Exposure to atmospheres where hazardous concentrations of contaminants are present can result in both chronic and acute health problems. Long-term exposure to lead can result in brain damage. Lead exposure is primarily associated with welding activities. The kidneys can be negatively affected by long-term exposure to mercury, which is used to manufacture batteries and thermometers. Lung cancer can result from long-term exposure to asbestos or silica, which can often be found on construction job sites. Long-term exposure to chloroform, which is used to manufacture refrigerants and solvents, can lead to liver failure.
Health problems that develop quickly as a result of exposure to contaminants in the air include itchy and watery eyes, irritated skin, headaches, and breathing problems. Eye irritation may occur immediately after exposure to sulfuric acid, which is used to manufacture fertilizers, detergents, lead-acid batteries, and dyes. Headaches and dizziness may occur immediately after exposure to carbon monoxide, which is commonly used in the manufacturing, heating and cooling industries. An individual may notice skin irritation immediately after exposure to ammonia, commonly used in fertilizers and cleansers. The most serious of acute complications is breathing problems, which commonly occur after exposure to methylbenzene, a substance used to manufacture paint thinners and perfumes.
Employers and workers especially have to be careful to avoid exposure to Immediately Dangerous to Life and Health (IDLH) atmospheres. IDLH atmospheres cause irreversible adverse health effects and interfere with an individual’s ability to escape from the dangerous atmosphere, posing an instant threat to life. IDLH occurs when oxygen concentration levels stoop below 14%, or when oxygen concentration is normal but concentration levels of a toxic substance exceed the IDLH exposure limit.
To protect workers from chronic and acute illnesses and exposure to IDLH atmospheres, employers should provide respiratory protection through engineering controls, administrative controls and personal protective equipment (PPE).
Some ways to administer engineering controls include installing ventilation systems, and enclosing or confining operations to avoid employee exposure to hazardous air qualities. Administrative controls include using signs to keep workers away from hazardous areas, changing work procedures, or training employees to work in a safer way.

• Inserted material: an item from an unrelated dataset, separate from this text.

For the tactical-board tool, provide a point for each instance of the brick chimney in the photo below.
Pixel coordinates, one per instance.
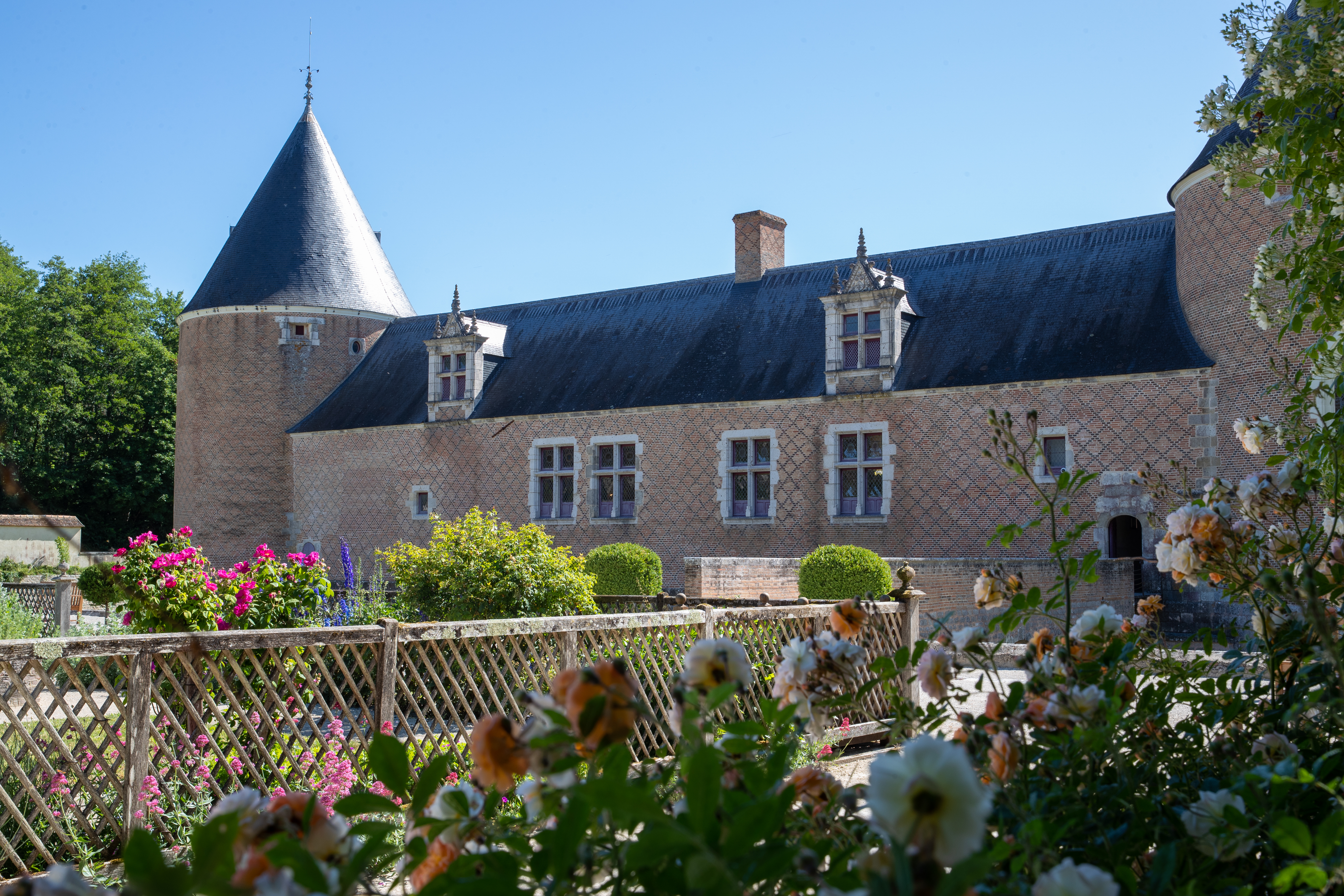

If engineering and administrative controls are not sufficient to keep workers safe from hazardous atmospheres, employers must provide respirators as personal protective equipment.
There are two basic types of respirators- “air purifying respirators,” which filter out ambient air, and “air supplying respirators,” which provide clean, breathable air from an uncontaminated source. Air supplying respirators provide a higher level of protection than air-purifying respirators.
Specific Types of Respirators
Dust mask respirator: Designed to capture particles such as dusts, mists and fumes when the wearer inhales.
Half-face respirator: Air-purifying respirator that covers only the mouth and nose and filters out contaminants when the wearer inhales.
Full-face respirator: Air-purifying respirator that covers the nose, mouth, eyes, and face and is especially useful under conditions where air contaminants are present that can cause eye irritation.
Positive-Pressure, Air-Purifying Respirator (PAPR): Respirator that uses a portable, battery-powered fan to draw ambient air into a filtering cartridge and then push the filtered air into the respirator’s face piece.
Air-supplying respirator: Also known as supplied-air respirators (SARs), these respirators use an independent source of breathing-quality air provided through a hose connected to the respirator’s face piece.
OSHA requires employers to take action to control respiratory hazards at their work site. When going through the process of selecting the right respirator for a job, employers should consider the concentrations of the contaminants in the air, the relevant occupational exposure limits, the nature of the work operation, the nature of the respiratory hazard, and the length of time employees will use the respirators. Employers should also make note of the physical characteristics, functional capabilities and limitations of each respiratory type, and make sure the respirator will fit correctly on each employee.